Carnac's Folly, Complete By Gilbert Parker Characters: 9142

Updated: 2017-11-29 00:04


On his way home, with Luzanne's disturbing letter in his pocket, Carnac met Junia. She was supremely Anglo-Saxon; fresh, fervid and buoyant with an actual buoyancy of the early spring. She had tact and ability, otherwise she could never have preserved peace between the contending factions, Belloc and Fabian, old John Grier, the mother and Carnac. She was as though she sought for nothing, wished nothing but the life in which she lived. Yet her wonderful pliability, her joyful boyishness, had behind all a delicate anxiety which only showed in flashes now and then, fully understood by no one except Carnac's mother and old Denzil. These two having suffered strangely in life had realized that the girl was always waiting for a curtain to rise which did not rise, for a voice to speak which gave no sound.
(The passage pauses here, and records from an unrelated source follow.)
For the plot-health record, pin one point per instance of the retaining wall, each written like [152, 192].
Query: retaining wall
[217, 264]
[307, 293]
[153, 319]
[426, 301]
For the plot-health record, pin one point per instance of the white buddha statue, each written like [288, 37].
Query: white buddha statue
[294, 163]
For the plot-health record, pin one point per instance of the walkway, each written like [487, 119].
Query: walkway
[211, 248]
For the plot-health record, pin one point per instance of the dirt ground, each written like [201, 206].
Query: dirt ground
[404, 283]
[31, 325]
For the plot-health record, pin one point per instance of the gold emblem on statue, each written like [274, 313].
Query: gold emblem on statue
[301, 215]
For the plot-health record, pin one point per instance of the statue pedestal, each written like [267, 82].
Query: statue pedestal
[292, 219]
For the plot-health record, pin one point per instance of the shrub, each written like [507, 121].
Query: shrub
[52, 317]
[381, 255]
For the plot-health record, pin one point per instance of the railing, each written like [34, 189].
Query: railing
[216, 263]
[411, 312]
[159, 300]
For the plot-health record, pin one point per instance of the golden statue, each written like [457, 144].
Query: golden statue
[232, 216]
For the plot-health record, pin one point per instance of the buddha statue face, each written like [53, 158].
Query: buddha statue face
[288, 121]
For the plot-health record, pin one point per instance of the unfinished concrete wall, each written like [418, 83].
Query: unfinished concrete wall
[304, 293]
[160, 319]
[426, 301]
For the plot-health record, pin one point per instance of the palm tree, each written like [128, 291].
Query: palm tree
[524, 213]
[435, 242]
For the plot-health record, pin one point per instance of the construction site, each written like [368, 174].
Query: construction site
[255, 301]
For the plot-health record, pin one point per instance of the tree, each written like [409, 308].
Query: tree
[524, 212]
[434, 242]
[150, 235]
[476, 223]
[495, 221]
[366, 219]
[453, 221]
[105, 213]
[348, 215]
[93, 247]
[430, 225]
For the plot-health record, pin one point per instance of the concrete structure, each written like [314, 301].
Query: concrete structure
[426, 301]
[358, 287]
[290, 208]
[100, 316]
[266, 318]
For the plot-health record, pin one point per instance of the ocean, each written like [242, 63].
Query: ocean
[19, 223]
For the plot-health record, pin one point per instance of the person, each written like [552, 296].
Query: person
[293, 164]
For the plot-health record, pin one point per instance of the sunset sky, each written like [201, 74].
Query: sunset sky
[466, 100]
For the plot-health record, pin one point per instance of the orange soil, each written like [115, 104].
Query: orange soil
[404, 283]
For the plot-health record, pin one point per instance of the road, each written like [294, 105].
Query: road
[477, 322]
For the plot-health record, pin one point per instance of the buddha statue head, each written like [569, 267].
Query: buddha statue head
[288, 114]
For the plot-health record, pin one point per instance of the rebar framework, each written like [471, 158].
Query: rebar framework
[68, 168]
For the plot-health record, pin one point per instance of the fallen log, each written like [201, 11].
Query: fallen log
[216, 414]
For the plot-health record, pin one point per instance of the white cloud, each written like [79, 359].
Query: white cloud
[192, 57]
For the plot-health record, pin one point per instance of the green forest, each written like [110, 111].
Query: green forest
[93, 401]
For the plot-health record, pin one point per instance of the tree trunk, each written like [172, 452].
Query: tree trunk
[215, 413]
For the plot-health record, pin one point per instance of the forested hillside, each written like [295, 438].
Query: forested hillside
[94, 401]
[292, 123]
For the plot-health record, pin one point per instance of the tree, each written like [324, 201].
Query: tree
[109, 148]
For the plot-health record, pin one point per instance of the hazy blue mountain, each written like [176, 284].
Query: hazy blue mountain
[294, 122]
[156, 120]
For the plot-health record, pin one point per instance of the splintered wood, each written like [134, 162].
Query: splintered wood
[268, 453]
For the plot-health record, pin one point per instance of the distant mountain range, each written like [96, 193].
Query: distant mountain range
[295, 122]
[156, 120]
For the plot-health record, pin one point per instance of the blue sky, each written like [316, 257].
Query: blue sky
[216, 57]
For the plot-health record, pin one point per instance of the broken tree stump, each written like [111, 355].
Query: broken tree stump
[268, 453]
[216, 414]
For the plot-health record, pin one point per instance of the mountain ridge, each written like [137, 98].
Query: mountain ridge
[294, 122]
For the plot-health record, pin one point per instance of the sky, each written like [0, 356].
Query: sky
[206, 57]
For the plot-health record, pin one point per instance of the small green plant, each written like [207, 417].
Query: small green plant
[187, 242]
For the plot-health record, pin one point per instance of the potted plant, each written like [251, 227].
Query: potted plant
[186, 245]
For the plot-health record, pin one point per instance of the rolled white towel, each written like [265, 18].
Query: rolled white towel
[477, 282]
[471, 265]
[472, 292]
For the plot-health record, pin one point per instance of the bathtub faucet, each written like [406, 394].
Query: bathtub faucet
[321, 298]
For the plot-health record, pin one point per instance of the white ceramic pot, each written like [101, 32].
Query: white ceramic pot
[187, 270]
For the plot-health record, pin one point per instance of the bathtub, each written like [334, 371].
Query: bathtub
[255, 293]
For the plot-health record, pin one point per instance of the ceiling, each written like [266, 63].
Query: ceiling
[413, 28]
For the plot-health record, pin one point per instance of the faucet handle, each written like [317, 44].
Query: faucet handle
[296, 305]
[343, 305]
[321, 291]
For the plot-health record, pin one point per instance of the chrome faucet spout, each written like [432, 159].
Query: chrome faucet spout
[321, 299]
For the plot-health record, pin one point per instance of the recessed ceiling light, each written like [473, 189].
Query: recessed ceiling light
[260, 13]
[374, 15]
Yet since Carnac's coming back there had appeared a slight change in her, a bountiful, eager alertness, a sense of wonder and experiment, adding new interest to her personality. Carnac was conscious of this increased vitality, was impressed and even provoked by it. Somehow he felt-for he had the telepathic mind-that the girl admired and liked Tarboe. He did not stop to question how or why she should like two people so different as Tarboe and himself.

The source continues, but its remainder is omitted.